La femme sortit une cigarette
de sa poche.
« Le détective n'a pas posé
trop de problèmes? » Dit-elle, en l'allumant.
Dove
eut un petit rire sarcastique.
« Comment t'as
su? »
« Pidgeon me l'a fait
comprendre. »
« Ah! Sacré Pidgeon.
Non, le détective ne nous a pas grandement gênés.

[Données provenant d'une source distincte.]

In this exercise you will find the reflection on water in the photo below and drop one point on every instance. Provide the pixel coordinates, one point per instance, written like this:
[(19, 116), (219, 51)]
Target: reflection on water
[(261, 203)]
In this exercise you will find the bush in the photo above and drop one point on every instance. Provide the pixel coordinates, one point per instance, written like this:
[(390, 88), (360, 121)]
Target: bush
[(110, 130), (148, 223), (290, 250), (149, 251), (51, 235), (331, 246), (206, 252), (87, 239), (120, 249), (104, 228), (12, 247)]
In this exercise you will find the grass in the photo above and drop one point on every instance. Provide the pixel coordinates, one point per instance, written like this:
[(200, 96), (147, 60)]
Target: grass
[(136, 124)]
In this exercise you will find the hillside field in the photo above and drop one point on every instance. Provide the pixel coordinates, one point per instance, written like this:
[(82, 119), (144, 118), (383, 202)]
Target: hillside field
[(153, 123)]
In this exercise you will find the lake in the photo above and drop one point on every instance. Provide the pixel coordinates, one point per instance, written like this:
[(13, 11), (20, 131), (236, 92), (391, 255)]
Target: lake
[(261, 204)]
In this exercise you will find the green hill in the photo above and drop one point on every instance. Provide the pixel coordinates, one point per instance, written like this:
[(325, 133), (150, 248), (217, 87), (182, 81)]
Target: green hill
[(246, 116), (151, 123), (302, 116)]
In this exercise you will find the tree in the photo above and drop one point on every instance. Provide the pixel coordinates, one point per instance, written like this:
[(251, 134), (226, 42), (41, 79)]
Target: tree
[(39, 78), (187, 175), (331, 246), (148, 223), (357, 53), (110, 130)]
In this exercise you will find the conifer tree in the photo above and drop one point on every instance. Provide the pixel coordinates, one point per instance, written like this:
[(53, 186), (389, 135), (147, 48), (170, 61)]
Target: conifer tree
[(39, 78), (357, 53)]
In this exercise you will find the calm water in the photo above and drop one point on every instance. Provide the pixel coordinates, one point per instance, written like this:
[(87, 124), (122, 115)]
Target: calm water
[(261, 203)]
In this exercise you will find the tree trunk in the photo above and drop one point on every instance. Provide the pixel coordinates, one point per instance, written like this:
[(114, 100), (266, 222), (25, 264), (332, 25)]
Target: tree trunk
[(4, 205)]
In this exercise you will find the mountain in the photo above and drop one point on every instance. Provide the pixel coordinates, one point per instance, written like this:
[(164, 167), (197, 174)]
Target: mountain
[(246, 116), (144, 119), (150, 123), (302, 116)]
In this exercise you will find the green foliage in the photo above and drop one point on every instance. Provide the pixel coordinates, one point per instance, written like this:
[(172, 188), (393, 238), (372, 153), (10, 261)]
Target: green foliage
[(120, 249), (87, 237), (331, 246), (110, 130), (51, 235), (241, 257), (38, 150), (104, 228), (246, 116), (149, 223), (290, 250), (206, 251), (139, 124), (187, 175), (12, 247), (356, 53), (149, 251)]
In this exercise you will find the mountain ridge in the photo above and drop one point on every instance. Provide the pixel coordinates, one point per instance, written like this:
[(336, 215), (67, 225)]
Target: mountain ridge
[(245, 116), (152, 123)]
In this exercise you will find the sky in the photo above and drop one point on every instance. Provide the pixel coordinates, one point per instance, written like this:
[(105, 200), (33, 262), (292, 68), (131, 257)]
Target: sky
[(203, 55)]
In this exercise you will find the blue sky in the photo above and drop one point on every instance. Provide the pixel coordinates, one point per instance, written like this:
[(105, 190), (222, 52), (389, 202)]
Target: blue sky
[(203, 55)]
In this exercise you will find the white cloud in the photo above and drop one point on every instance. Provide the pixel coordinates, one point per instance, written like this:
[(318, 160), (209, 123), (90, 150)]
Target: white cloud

Le pauvre a usé de malchance… »
Dove tapa dans
ses mains, faisant à la fois sursauter quelques corbeaux et
apparaître quatre autres colombes.
« Comment se
passe la surveillance du groupe Tengu? » Sa voix avait
pris un ton plus sérieux.
Raven le regarda un moment avant
de répondre.
« Ils ont eu Black Bird. »
Dove
jura, faisant s'envoler ses dix colombes.
« Ils ne
sont pas encore au courant de nos activités, Black Bird n'a
pas eu de chance. Ils ne lui ont pas donné l'occasion de
parler… »
« Cependant je présume
qu'ils seront sur leurs gardes. » Ajouta Dove, l'air à
la fois déprimé et résolu.
« Exact. »
« Tu
as des demandes? »
La femme secoua la tête. « Pas
pour l'instant. »
« Bon, je te fais
confiance. » Il se détourna, avant
d'hésiter…
« Rien d'autre? »
Raven
eut un petit sourire.
« Rien, à part que je me
demande comment tu fais pour ne pas avoir chaud avec ta cape. »
Dove
émit un son amusé, avant de repartir, faisant un signe
d'au revoir d'une main gantée.
Raven resta un long
moment à l'ombre, dans son coin boisé. Ses yeux
reflétaient sa tristesse.
Encore un qui était
parti.
Jetant son mégot, elle regarda d'un air pensif le
groupe de corbeaux picorant tout prés.
Elle sortit un
marqueur de sa poche. C'était une pierre noire, ornée
d'une encoche.
D'un geste précis, elle le lança
au milieu des oiseaux vêtus de noir. Ils s'en allèrent
dans une cacophonie d'ailles et de croassements.